W majowym numerze magazynu Wprost Zbigniew Hołdys ujawnił, że Kancelaria Prezydenta szuka artystów rockowych, którym mogłaby nadać odznaczenia państwowe. Zaznaczył, że sam odmówi przyjęcia orderu, gdyż są one nadawane nie za bycie "wybitnym artystą", lecz za "nie danie się komunie". Rzeczywiście, słowa dotrzymał.
Muzyk uznał, że uznanie ze strony rządu za jego walkę o wolność dyskredytuje całą spuściznę muzyki rockowej. Protestuje w ten sposób przeciwko takiemu traktowaniu osób, które podobnie jak siebie uważa za wybitne.

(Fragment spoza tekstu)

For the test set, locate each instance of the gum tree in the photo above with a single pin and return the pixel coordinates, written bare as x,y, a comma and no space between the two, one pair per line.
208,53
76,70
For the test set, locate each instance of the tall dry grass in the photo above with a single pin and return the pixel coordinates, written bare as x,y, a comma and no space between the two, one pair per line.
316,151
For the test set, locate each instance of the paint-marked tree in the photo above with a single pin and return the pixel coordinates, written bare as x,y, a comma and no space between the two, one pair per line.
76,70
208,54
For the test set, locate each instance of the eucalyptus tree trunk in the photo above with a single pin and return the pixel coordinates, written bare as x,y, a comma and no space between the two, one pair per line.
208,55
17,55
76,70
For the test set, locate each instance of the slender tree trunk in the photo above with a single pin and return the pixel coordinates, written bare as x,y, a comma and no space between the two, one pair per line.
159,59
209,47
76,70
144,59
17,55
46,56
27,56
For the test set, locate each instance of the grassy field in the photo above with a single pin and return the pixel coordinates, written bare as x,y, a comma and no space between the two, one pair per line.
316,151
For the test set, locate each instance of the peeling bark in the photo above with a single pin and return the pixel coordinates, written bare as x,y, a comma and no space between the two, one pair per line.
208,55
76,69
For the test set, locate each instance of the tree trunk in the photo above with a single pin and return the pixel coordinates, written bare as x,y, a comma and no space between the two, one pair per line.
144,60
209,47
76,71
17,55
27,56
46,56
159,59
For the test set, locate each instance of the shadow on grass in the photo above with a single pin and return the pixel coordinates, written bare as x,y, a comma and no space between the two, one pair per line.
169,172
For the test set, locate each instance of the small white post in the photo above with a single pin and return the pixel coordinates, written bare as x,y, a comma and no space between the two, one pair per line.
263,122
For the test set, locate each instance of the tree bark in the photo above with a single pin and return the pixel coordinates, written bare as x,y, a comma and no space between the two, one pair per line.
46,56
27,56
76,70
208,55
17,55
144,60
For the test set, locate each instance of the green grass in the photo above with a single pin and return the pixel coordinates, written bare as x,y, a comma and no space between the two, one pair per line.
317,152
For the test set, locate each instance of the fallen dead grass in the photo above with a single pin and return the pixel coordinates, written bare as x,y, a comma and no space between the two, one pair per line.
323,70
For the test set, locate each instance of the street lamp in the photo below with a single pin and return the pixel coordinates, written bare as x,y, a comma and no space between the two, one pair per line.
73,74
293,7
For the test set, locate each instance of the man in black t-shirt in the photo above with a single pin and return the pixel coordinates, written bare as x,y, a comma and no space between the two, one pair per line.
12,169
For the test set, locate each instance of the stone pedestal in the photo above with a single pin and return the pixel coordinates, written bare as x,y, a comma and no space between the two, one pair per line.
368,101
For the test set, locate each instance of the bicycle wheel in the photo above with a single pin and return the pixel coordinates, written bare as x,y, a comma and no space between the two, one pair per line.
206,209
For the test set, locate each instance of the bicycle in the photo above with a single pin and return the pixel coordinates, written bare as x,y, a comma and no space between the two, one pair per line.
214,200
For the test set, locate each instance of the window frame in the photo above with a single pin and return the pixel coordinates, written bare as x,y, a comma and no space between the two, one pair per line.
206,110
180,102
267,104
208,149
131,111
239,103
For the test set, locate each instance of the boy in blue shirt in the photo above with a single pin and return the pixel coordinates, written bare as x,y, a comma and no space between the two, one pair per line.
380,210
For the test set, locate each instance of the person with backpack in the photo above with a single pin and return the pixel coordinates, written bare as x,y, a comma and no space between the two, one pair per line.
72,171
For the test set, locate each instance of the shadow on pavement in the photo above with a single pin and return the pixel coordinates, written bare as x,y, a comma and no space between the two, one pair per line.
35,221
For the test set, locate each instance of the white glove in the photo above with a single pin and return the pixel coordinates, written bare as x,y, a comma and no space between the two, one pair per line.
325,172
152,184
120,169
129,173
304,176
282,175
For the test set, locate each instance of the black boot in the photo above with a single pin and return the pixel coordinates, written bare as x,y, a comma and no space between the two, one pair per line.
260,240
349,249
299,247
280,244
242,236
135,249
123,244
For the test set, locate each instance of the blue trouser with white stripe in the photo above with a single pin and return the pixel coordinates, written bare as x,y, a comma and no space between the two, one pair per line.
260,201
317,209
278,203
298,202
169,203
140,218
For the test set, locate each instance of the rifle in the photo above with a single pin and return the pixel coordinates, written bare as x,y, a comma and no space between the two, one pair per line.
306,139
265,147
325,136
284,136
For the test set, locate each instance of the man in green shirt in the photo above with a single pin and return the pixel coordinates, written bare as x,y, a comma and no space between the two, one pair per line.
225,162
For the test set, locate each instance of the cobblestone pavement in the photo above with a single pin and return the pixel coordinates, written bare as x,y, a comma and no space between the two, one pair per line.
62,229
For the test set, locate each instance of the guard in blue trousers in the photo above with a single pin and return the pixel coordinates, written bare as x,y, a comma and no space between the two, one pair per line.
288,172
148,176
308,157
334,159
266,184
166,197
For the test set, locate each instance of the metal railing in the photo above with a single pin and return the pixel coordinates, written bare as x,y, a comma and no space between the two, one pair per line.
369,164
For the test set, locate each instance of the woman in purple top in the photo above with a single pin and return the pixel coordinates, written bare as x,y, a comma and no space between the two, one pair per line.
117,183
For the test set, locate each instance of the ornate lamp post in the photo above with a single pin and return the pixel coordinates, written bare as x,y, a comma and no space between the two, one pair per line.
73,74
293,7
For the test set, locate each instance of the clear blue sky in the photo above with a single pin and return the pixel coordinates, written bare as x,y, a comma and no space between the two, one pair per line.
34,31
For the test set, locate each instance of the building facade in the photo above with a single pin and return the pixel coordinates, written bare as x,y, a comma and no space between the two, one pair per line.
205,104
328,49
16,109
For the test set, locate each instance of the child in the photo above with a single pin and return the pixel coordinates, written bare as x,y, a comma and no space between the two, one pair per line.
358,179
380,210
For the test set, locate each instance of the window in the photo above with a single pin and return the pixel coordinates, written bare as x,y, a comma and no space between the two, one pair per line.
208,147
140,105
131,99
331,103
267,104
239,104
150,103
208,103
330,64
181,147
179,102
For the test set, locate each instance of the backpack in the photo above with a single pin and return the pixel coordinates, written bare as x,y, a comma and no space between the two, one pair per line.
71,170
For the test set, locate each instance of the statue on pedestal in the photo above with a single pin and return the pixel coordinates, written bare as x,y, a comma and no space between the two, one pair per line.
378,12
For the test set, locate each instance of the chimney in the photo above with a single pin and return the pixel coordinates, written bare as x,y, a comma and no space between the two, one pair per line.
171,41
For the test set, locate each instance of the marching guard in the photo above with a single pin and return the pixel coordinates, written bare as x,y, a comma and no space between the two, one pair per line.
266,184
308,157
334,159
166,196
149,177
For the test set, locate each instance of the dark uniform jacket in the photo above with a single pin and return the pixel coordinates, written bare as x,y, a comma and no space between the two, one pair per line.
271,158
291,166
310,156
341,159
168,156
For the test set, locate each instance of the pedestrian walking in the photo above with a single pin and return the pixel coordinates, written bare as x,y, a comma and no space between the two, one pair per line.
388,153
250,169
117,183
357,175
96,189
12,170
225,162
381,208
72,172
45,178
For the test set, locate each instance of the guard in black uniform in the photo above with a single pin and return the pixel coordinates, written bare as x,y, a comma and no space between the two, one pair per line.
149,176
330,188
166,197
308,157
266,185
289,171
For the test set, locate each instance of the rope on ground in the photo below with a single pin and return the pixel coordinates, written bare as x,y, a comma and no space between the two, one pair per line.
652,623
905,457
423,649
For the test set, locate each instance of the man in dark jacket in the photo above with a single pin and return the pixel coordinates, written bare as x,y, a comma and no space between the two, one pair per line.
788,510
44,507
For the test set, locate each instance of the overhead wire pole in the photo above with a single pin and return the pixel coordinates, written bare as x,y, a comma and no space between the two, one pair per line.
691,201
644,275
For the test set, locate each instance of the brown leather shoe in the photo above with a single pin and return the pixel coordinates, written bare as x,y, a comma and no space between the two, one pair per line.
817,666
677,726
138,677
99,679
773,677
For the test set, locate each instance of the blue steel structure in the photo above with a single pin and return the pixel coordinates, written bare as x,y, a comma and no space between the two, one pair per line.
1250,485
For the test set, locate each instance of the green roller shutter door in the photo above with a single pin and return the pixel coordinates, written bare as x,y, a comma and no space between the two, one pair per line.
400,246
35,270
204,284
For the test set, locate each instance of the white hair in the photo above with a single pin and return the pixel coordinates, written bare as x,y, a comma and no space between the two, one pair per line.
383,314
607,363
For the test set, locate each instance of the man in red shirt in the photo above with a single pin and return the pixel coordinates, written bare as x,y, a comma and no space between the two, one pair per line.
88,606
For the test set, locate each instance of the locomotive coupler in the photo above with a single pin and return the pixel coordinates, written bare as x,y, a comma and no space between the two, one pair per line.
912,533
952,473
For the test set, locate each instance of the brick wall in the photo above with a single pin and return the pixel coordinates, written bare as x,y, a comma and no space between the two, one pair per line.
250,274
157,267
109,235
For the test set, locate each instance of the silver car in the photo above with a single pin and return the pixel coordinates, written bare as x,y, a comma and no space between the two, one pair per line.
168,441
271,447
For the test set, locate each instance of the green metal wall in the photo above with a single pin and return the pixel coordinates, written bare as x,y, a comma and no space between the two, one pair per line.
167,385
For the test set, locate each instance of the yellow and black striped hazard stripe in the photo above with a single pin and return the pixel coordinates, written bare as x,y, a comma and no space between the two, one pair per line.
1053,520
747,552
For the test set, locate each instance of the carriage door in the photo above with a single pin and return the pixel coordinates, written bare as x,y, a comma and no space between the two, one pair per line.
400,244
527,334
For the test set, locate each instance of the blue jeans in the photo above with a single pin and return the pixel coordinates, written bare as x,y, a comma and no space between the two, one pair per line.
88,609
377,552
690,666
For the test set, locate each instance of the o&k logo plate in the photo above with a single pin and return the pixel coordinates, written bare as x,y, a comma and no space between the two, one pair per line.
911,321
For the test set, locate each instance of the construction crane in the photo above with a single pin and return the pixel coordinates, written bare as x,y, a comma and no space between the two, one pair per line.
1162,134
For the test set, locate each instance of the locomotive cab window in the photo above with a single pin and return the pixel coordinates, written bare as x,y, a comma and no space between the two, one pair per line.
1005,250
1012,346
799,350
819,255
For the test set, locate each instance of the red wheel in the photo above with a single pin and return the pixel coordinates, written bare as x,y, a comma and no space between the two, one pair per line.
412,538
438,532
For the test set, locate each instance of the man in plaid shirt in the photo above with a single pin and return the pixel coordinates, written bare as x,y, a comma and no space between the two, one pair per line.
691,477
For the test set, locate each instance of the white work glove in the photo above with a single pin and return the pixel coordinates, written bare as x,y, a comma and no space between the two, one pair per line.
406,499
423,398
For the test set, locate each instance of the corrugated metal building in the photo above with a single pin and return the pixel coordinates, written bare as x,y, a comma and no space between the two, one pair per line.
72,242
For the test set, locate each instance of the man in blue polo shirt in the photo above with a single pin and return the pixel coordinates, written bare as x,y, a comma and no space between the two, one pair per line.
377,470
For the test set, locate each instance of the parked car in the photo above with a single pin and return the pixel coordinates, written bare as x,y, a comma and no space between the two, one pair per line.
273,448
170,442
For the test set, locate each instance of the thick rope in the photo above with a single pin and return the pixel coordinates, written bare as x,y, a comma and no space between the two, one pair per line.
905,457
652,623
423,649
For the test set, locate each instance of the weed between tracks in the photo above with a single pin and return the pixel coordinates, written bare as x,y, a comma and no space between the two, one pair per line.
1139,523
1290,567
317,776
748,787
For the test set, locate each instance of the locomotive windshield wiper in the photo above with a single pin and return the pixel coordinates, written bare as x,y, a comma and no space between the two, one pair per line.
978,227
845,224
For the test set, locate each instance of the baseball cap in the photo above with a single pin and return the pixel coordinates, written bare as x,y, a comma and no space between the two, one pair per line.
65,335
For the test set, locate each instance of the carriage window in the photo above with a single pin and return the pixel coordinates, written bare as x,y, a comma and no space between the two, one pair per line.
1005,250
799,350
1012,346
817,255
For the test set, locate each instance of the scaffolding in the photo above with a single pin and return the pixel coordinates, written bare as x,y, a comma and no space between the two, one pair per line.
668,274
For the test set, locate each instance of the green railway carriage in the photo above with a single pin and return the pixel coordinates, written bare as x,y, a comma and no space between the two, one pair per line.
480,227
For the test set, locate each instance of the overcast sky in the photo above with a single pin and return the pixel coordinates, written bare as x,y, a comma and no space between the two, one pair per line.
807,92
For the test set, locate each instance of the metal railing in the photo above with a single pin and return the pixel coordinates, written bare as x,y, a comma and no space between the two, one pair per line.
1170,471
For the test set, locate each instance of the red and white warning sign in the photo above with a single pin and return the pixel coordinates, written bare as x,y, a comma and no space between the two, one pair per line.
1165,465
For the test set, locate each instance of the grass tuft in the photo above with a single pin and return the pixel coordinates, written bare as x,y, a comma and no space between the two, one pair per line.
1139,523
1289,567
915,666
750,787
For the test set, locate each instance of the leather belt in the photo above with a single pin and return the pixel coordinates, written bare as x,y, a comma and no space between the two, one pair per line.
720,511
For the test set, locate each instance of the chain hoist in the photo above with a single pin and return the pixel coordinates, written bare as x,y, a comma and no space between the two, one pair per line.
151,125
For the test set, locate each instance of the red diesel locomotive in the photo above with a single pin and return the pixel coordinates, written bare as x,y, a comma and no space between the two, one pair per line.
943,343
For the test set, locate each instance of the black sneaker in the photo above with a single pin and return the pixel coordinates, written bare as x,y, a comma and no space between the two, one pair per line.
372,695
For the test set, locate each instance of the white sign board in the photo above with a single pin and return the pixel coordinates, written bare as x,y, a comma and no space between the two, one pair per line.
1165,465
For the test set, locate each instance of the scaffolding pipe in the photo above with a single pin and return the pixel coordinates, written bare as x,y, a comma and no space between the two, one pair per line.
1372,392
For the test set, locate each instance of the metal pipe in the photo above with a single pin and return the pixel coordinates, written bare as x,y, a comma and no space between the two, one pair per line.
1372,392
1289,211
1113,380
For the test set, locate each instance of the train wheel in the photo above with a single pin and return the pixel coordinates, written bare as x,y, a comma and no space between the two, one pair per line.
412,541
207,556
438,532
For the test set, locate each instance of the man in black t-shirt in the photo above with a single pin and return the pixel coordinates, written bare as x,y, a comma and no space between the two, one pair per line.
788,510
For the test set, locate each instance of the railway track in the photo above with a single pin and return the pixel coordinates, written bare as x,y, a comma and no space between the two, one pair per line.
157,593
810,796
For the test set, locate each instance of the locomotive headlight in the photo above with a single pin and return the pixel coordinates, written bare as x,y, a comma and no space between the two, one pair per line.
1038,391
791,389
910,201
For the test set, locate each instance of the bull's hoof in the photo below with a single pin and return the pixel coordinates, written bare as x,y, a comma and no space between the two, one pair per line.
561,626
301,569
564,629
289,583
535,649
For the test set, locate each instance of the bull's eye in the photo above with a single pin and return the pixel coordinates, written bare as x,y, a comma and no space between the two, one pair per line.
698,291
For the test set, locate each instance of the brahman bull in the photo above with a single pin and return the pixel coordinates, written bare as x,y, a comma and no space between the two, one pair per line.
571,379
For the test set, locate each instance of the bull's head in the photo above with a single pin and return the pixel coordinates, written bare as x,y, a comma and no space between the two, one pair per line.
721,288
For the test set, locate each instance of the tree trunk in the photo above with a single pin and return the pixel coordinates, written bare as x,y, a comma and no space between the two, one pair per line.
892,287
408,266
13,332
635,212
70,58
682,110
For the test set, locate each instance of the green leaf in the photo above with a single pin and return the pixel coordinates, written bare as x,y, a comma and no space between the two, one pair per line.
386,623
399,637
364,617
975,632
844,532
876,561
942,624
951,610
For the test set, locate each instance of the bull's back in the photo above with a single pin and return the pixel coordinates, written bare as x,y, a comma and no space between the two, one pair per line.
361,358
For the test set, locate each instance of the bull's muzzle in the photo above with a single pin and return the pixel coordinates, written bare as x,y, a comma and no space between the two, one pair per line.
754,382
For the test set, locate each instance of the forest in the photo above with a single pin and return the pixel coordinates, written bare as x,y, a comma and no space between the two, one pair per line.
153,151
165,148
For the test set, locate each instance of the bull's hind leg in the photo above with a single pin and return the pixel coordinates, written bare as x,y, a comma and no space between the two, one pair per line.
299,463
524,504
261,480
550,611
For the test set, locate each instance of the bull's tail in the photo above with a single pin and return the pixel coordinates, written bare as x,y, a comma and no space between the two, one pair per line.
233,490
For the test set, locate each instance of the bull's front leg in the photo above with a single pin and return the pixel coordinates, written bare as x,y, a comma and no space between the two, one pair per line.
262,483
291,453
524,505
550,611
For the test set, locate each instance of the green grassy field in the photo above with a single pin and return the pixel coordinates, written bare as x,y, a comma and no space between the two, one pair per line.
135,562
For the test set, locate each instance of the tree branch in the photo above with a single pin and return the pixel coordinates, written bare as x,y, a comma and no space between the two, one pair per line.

Tak, to prawda, odmówiłem przyjęcia odznaczenia państwowego z rąk prezydenta RP, co miało nastąpić 4 czerwca. Postąpiłem tak nie z braku szacunku dla prezydenta Komorowskiego, ale na znak protestu przeciwko nieuznawaniu nas przez establishment polityczny za pełnoprawnych artystów – napisał na Facebooku Hołdys. Mam 60 lat i odznaczenie mnie w tym wieku za walkę z komunizmem, a nie wyróżnienie dziesiątek cudownych muzyków, autorów, wokalistów za ich dokonania artystyczne i budowanie przez nich polskiej kultury, uważam za utrzymanie stanu pogardy w tym względzie. Nie mogę się z tym zgodzić. Potwierdźcie, że nasze kompozycje, wiersze i wykonania to jest istotna część narodowej kultury.
Ordery osób, które przyczyniły się do budowy społeczeństwa obywatelskiego, zostaną wręczone przez prezydenta Komorowskiego dziś, przy okazji obchodów 22. rocznicy wyborów z 4 czerwca 1989 roku. Hołdysa nie ma wśród gości.